Hack for Heat #8: Complaint resolution time revisted
%matplotlib inline
from matplotlib import pyplot as plt
import pandas as pd
import numpy as np
import psycopg2
from datetime import date
pd.options.display.max_columns = 40
pd.options.mode.chained_assignment = None # default='warn'
Hack for Heat #8: Complaint resolution time revisited¶
In this post, I'm going to explore a simple way of dealing with the censoring issue in complaint resolution time: Basically, because we only care about heat complaints during the heat season, we can constrain our cases of interest to the heating season specifically (1st October to May 31st).
#pull from our database again:
connection = psycopg2.connect('dbname = threeoneone user= threeoneoneadmin password = threeoneoneadmin')
cursor = connection.cursor()
cursor.execute('''SELECT createddate, closeddate, borough, complainttype FROM service;''')
data = cursor.fetchall()
data = pd.DataFrame(data)
data.columns = ['createddate', 'closeddate', 'borough', 'complainttype']
data = data.loc[(data['complainttype'] == 'HEATING') | (data['complainttype'] == 'HEAT/HOT WATER') ]
So far, we've subsetted the data to only include the heating complaints. Now let's create a datetime mask. What we want is to have subsets of data for each of the heating seasons:
heatmonths = range(1, 6) + [10,11,12]
heatmonths
createdmask = data['createddate'].map(lambda x: (x.month in heatmonths))

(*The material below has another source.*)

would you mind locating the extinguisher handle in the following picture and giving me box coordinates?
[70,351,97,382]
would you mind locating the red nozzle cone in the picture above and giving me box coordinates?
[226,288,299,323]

closedmask = data['closeddate'].map(lambda x: (x.month in heatmonths) if x != None else False)
mask = createdmask & closedmask
heatseasondata = data.loc[mask]
How many heat/hot water complaints are created and closed inside vs. outside of heating season?
len(data.loc[mask]) #inside heating season
len(data.loc[~mask])#outside heating season
The next thing we want to do is ignore cases where the complaint was resolved in the next heating season:
prevmonths = range(1, 6)
nextmonths = [10,11,12]
heatseasondata['createdheatseason'] = [x.year if (x.month in prevmonths) else (x.year-1) for x in heatseasondata['createddate']]
heatseasondata.head()
heatseasondata['closedheatseason'] = [x.year if (x.month in prevmonths) else (x.year-1) for x in heatseasondata['closeddate']]
Now that we've done this, we can select only the cases where the closed date was in the same season as the created date:
heatseasondata = heatseasondata.loc[heatseasondata['createdheatseason'] == heatseasondata['closedheatseason']]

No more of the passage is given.